If the signing key is compromised, we must rotate it and all the tokens that was signed by it.

  1. Generate new signing key The signing key is stored as a Secret with a name that looks like dataplane-token-signing-key-{mesh}-{serialNumber}.

    Make sure to generate the new signing key with a serial number greater than the serial number of the current signing key.

    Check what is the current highest serial number.

    1. kumactl get secrets
    2. MESH NAME AGE
    3. default dataplane-token-signing-key-default-1 49s

    In this case, the highest serial number is 1. Generate a new signing key with a serial number of 2

    1. echo "
    2. type: Secret
    3. mesh: default
    4. name: dataplane-token-signing-key-default-2
    5. data: " | kumactl apply --var key=$(kumactl generate signing-key) -f -

    Check what is the current highest serial number.

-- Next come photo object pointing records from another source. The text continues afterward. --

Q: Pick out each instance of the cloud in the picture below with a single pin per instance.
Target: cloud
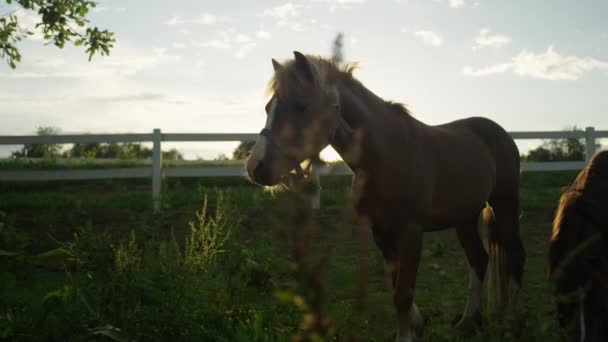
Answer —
(429, 37)
(129, 98)
(122, 62)
(261, 34)
(548, 65)
(202, 19)
(214, 43)
(456, 3)
(242, 38)
(104, 8)
(340, 4)
(282, 11)
(244, 50)
(485, 39)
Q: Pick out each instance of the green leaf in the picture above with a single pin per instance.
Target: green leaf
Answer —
(57, 252)
(108, 331)
(7, 253)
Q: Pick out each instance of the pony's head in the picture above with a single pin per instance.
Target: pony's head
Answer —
(302, 115)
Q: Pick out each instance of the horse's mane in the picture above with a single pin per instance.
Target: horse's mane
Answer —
(326, 72)
(586, 197)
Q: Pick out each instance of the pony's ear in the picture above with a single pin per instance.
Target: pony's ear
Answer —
(276, 65)
(303, 66)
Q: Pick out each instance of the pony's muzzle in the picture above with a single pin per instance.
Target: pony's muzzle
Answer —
(262, 174)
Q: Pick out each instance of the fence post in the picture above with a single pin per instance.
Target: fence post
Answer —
(589, 143)
(316, 179)
(156, 167)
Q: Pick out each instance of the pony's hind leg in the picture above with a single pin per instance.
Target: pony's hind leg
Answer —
(507, 258)
(408, 317)
(468, 235)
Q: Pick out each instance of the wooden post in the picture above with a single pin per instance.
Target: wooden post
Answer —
(589, 143)
(316, 179)
(156, 167)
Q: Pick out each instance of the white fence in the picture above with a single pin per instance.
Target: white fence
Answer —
(157, 172)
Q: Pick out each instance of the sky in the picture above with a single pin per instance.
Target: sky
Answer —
(202, 66)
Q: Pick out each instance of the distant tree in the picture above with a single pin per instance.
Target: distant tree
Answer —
(60, 21)
(83, 150)
(172, 154)
(222, 157)
(569, 149)
(338, 48)
(46, 151)
(127, 151)
(243, 150)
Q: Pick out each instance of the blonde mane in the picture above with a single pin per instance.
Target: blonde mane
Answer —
(286, 80)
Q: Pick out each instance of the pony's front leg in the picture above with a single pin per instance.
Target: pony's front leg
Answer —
(408, 257)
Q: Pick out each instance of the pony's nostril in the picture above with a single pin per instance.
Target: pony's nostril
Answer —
(260, 173)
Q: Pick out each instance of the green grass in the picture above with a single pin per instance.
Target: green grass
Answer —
(45, 212)
(89, 164)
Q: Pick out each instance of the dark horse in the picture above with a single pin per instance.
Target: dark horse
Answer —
(578, 254)
(409, 177)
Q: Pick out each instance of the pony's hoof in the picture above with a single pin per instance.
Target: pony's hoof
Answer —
(515, 324)
(469, 324)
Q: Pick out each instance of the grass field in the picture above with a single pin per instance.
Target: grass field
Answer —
(91, 260)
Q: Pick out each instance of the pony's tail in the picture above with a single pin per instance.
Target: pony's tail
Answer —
(496, 275)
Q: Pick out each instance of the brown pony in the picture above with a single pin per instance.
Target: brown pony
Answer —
(409, 177)
(578, 254)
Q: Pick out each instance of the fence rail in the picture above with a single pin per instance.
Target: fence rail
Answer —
(156, 172)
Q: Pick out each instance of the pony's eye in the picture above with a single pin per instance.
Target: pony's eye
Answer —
(299, 107)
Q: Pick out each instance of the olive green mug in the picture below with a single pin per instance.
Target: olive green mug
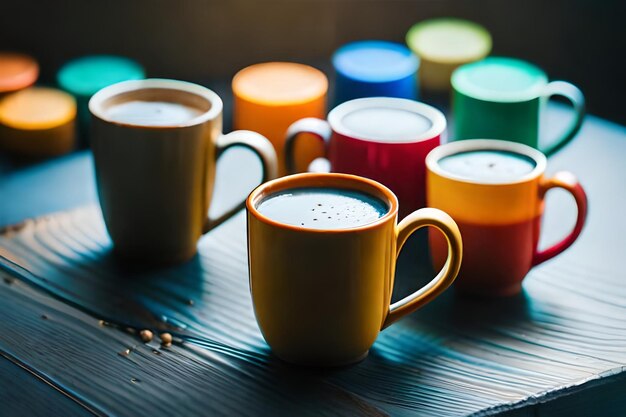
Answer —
(155, 145)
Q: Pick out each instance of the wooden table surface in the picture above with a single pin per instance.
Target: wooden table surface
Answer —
(70, 310)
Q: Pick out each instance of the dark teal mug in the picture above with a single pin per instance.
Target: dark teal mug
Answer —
(502, 98)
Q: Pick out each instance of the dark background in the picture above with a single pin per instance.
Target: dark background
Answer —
(580, 41)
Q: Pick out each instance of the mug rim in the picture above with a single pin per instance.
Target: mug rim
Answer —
(468, 145)
(97, 100)
(320, 180)
(436, 117)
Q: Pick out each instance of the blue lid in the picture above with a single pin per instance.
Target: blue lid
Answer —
(375, 61)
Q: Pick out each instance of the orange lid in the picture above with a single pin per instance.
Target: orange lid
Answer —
(280, 83)
(17, 71)
(37, 108)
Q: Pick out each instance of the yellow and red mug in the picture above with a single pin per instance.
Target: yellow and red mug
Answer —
(321, 296)
(499, 219)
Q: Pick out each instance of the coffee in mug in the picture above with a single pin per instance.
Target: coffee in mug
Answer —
(495, 191)
(323, 208)
(382, 138)
(322, 256)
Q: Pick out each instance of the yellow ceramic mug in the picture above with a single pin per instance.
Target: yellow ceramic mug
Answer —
(321, 296)
(156, 144)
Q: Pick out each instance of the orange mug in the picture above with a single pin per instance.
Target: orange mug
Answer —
(495, 192)
(321, 281)
(269, 97)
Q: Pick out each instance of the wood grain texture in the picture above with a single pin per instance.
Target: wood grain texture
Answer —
(458, 356)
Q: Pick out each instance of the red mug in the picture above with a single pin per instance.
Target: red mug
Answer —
(385, 139)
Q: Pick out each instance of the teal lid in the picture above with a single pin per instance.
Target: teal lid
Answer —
(500, 79)
(87, 75)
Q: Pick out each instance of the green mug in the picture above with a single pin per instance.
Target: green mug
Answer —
(502, 98)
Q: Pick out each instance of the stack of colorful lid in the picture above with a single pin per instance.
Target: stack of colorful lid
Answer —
(34, 121)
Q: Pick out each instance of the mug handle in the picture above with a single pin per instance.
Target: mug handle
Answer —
(444, 223)
(317, 127)
(575, 96)
(569, 183)
(258, 144)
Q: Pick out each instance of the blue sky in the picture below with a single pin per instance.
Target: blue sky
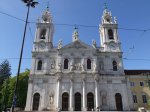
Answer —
(131, 14)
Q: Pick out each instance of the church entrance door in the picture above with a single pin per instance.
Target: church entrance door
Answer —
(65, 101)
(90, 101)
(36, 100)
(118, 102)
(77, 102)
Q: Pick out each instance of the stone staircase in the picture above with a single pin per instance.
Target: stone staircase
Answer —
(77, 111)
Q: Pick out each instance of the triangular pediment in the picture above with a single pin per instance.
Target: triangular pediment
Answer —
(77, 45)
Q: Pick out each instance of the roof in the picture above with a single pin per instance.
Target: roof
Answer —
(136, 72)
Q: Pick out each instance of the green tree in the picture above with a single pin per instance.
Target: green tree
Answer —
(7, 90)
(5, 71)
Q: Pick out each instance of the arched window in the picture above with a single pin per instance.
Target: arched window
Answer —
(66, 64)
(39, 66)
(101, 65)
(77, 103)
(114, 63)
(88, 64)
(43, 34)
(90, 101)
(36, 100)
(65, 101)
(118, 98)
(110, 34)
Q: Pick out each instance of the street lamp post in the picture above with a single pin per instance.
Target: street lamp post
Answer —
(29, 3)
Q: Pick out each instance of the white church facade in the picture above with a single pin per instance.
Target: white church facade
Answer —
(77, 76)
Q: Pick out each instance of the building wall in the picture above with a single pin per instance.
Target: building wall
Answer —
(138, 90)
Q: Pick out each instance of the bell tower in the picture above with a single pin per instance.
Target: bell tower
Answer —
(44, 32)
(109, 32)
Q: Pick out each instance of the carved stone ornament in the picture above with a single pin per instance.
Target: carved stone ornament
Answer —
(60, 44)
(51, 98)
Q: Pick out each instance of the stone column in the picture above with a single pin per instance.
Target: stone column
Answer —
(84, 105)
(71, 95)
(58, 95)
(96, 93)
(29, 96)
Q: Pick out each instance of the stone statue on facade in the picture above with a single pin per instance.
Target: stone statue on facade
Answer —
(59, 66)
(94, 43)
(115, 20)
(82, 67)
(94, 67)
(60, 44)
(53, 65)
(51, 99)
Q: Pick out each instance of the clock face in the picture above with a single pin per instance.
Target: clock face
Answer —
(42, 45)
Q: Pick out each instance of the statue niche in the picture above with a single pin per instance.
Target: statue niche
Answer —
(51, 101)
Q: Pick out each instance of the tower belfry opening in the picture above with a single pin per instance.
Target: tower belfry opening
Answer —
(77, 76)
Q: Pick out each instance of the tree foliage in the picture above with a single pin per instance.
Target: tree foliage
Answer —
(5, 71)
(7, 91)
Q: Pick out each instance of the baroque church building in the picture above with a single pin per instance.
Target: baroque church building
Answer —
(78, 76)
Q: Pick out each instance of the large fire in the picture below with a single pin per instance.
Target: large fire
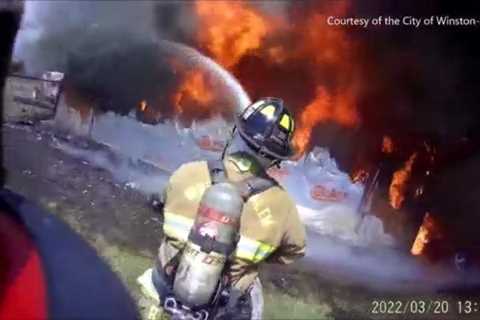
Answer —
(399, 182)
(427, 231)
(232, 30)
(193, 95)
(323, 108)
(387, 145)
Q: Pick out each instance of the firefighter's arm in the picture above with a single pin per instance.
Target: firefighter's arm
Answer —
(292, 246)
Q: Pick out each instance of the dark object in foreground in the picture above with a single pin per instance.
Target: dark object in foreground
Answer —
(50, 272)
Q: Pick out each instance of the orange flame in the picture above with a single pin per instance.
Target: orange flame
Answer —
(399, 182)
(323, 108)
(387, 145)
(193, 94)
(427, 231)
(143, 105)
(230, 29)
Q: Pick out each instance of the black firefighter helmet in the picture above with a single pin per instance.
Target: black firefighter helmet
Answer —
(267, 127)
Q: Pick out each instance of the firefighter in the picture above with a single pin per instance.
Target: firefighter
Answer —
(269, 226)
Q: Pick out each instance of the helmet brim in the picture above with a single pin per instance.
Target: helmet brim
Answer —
(281, 155)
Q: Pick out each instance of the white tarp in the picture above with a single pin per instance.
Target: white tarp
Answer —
(330, 212)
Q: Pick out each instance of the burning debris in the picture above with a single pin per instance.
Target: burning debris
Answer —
(399, 184)
(375, 95)
(428, 231)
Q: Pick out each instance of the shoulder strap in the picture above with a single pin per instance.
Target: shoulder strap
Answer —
(248, 187)
(255, 185)
(217, 171)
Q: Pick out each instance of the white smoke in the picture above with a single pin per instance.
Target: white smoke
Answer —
(335, 230)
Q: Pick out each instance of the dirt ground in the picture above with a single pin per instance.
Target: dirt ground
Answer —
(118, 221)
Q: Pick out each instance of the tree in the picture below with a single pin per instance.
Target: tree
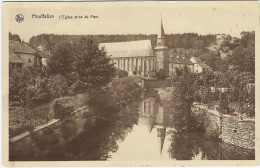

    1. kubectl get secrets -n kuma-system --field-selector='type=system.kuma.io/secret'
    2. NAME TYPE DATA AGE
    3. dataplane-token-signing-key-mesh-1 system.kuma.io/secret 1 25m

    In this case, the highest serial number is 1. Generate a new signing key with a serial number of 2

    1. TOKEN="$(kumactl generate signing-key)" && echo "
    2. apiVersion: v1
    3. data:
    4. value: $TOKEN
    5. kind: Secret
    6. metadata:
    7. name: dataplane-token-signing-key-mesh-2
    8. namespace: kuma-system
    9. type: system.kuma.io/secret
    10. " | kubectl apply -f -
  2. Regenerate tokens Create new data plane proxy tokens. These tokens are automatically created with the signing key that’s assigned the highest serial number, so they’re created with the new signing key. At this point, tokens signed by either new or old signing key are valid.

  3. Remove the old signing key

    1. kumactl delete secret dataplane-token-signing-key-default-1 --mesh=default
    1. kubectl delete secret dataplane-token-signing-key-default-1 -n kuma-system

    All new connections to the control plane now require tokens signed with the new signing key.

Token rotation

If you need to generate a new token for a Dataplane or you are using service account token projection on Kubernetes, it’s possible to configure dynamic token reloading. To enable this behaviour, set the kuma-cp configuration property dpServer.auth.useTokenPath to true. When you enable the property, kuma-dp detects changes to the token file, reloads the token and uses the new value when establishing a new connection to kuma-cp.

Multizone

When running in multizone, mode we can generate data plane proxy token both on global and zone control plane. If the deployment pipeline is configured to generate data plane proxy token before running the proxy, it can rely on the Zone CP. This way Global CP is not a single point of failure. Signing key rotation or token revocation should be performed on the global control plane.

None

We can turn off the authentication by setting KUMA_DP_SERVER_AUTH_TYPE to none.

If we disable the authentication between the control plane and the data plane proxies, any data plane proxy will be able to impersonate any service, therefore this is not recommended in production.